Des sanctions administratives seront en outre créées pour les "tiers complices de fraude fiscale et sociale", à savoir les officines ayant élaboré les montages frauduleux ou abusifs. (illustration AFP)

Création d’un service d’enquête spécialisé à Bercy, introduction d’une procédure de plaider coupable, publication du nom des plus gros fraudeurs… Voilà les principales mesures du projet de loi contre la fraude présenté mercredi par le gouvernement français.

Le projet de loi élaboré par Bercy prévoit la création d’un service spécialisé à Bercy, dit de « police fiscale ». Cette structure, dotée dans un premier temps d’une cinquantaine d’agents, sera placée sous l’autorité d’un magistrat. Elle pourra être saisie par le Parquet national financier (PNF) dans le cas de dossiers nécessitant une expertise fiscale pointue, avec des enjeux budgétaires considérables. Ce « fisc judiciaire », censé épauler la Brigade nationale de répression de la délinquance fiscale, pourra par ailleurs procéder à des écoutes et des perquisitions, comme le fait la police judiciaire.

Des sanctions administratives seront créées pour les « tiers complices de fraude fiscale et sociale », à savoir les officines (cabinets d’avocats, sociétés de conseil…) ayant élaboré les montages frauduleux ou abusifs. Ces intermédiaires, qui profitent aujourd’hui d’un certain flou juridique, pourront se voir infliger des pénalités allant de 10 000 euros à 50% des honoraires perçus.
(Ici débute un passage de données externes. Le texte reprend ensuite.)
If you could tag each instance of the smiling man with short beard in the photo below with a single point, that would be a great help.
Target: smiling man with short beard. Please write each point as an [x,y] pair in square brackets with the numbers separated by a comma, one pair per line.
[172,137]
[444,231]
Une mesure à peu près similaire avait été proposée voilà quelques années par le Parlement, avant d’être censurée par le Conseil constitutionnel. Un risque cette fois écarté, selon Bercy, qui précise s’être assuré de la solidité juridique de son dispositif.

Les noms rendus publics

La pratique du « name and shame » (« nommer et faire honte »), qui consiste à désigner publiquement le nom des fraudeurs à des fins dissuasives, via les journaux ou sur internet, sera développée pour les cas les plus graves. Elle deviendra obligatoire en cas de condamnation pénale, sauf décision expresse du juge, et possible pour certaines fraudes sanctionnées par l’administration, selon Bercy, qui évoque un « potentiel de plusieurs centaines de publications par an ».
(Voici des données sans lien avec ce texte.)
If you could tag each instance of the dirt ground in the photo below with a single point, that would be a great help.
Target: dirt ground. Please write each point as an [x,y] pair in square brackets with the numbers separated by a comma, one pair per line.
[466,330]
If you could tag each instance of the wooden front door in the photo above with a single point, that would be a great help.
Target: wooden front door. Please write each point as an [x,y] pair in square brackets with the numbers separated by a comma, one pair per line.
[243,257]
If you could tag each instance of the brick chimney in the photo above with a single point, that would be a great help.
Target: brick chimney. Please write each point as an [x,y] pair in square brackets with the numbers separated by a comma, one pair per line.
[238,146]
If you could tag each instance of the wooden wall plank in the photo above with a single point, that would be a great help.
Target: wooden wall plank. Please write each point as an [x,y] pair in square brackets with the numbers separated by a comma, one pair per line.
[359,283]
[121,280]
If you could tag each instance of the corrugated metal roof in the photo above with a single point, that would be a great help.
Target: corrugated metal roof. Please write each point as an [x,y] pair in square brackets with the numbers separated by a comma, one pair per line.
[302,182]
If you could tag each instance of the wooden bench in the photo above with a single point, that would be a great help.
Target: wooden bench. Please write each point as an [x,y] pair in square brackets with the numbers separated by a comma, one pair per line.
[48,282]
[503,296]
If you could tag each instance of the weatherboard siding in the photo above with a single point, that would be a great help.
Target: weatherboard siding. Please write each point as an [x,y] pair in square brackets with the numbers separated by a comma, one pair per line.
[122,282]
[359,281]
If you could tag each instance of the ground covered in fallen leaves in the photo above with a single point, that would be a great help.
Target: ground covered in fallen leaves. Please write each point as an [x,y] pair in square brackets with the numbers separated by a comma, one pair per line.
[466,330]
« Il faut que le peuple français sache qui cherche à s’exonérer des obligations fiscales légitimes », a justifié le Premier ministre Édouard Philippe. Une procédure de plaider coupable sera mise en place pour les fraudeurs poursuivis au pénal et disposés à reconnaître leurs torts. Ces derniers pourront ainsi s’éviter un procès, en acceptant la peine proposée par le parquet. Ce dispositif, destiné à accélérer les procédures et à améliorer les résultats de la lutte contre la fraude, n’empêchera pas – le cas échéant – la publication du nom des fraudeurs, précise le ministère des Finances.
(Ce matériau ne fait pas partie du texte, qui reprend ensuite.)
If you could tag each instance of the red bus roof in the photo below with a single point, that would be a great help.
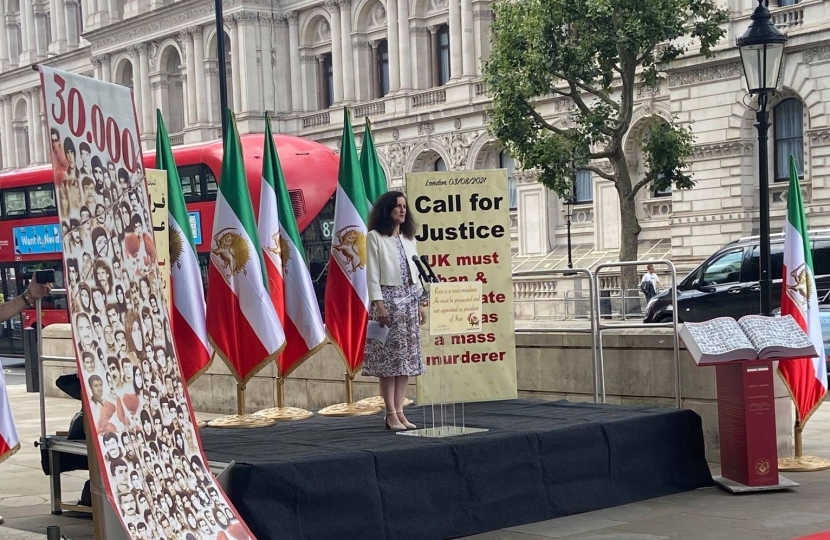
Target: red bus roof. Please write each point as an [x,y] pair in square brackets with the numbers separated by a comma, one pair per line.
[308,166]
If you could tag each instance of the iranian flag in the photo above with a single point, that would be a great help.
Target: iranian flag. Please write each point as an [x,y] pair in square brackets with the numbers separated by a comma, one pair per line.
[347,294]
[290,283]
[374,179]
[241,320]
[187,313]
[806,378]
[9,441]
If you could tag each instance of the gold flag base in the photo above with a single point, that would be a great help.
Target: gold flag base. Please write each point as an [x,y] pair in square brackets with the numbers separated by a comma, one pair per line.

Une blacklist « plus pertinente »

Des mesures seront prises dans le cadre du projet de loi pour accroître les échanges d’informations entre administrations. L’objectif est de développer l’exploration de données (ou « data mining »), afin de cibler les contrôles sur les cas les plus suspicieux. Cette technique, déjà utilisée depuis 2014 pour les entreprises et testée depuis fin 2017 pour les particuliers, permet de détecter les dossiers à risques grâce à des logiciels croisant les informations fiscales. D’après Bercy, une quinzaine de millions d’euros seront mobilisés pour développer l’équipement de l’administration. L’objectif est que le « data mining » soit à l’origine de la moitié des contrôles fiscaux à l’horizon 2021.

La France va revoir sa liste des paradis fiscaux pour la rendre « plus pertinente », selon Bercy. La liste française des États et territoires non coopératifs (son nom officiel) est en effet aujourd’hui uniquement basée sur le critère de la coopération administrative. Bercy souhaite aller plus loin, en intégrant les critères retenus par l’Union européenne, à savoir la « transparence fiscale », « l’équité fiscale » et la mise en œuvre du plan de lutte contre l’optimisation fiscale dit « BEPS », mis en place sous l’égide de l’OCDE. Actuellement, sept pays figurent sur la liste française : Bruneï, Nauru, Niue, le Panama, les îles Marshall, le Guatemala et le Botswana.